Abstract Transition state study have been carried out through computational methods to investigated photolysis of Raxil DS2 in aqueous solution by sun light . Quantum methods (semiemprical &Ab-initio included in packaged Hyper Chem 6.02 program) have been used to determine the chemical structures and physical properties of the pesticide molecule , intermediates ,and the all probable transition states structures involved in the first cleavage step reaction. Energetic properties and chemical reactivity was calculated for every chemical moieties that’s participated in the photolysis reaction through surface potential energy calculations . Initiation steps of photolysis have been studied theoretically for the main bonds in pesticide molecules through surface potential stability calculation . Several transition states are suggested for all probable main bounds that’s give-up the first cleavage step of photolysis ,they are examined by the calculations of surface potential energy, to estimate the heat of formation, energy barrier, and Zero point energy .calculations are carried out by study the structures of all suspected fragments that are produced from these transition states. Heat change for complete photolysis reaction has been estimated computationally to know heat formation for every chemical component participated in this reactions.

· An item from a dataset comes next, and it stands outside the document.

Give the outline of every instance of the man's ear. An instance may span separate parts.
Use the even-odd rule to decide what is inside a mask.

In the present work ,it has been found that Raxil DS2 pesticide have very reactive chemical bonds ,since it undergoes photolysis through C10-C12 bond by real transition state with energy barrier equal to 31.175 kCal mol -1 ,that’s equal to energy light of wave length of 916.440 nm .The first initiation step of photolysis reaction is endoenergetic with given up Two free radicals at 35.426 kCal mol-1 . completely photolysis reactions of Raxil DS2 in aqueous media is exothermic reactions with -656.6945 kCal mol-1 . Fifty six mole of water molecules are needed to Transform the pesticide molecule into sixteen mole of carbonic acids , hydrochloric acid , nitric acid , and hydrogen gas.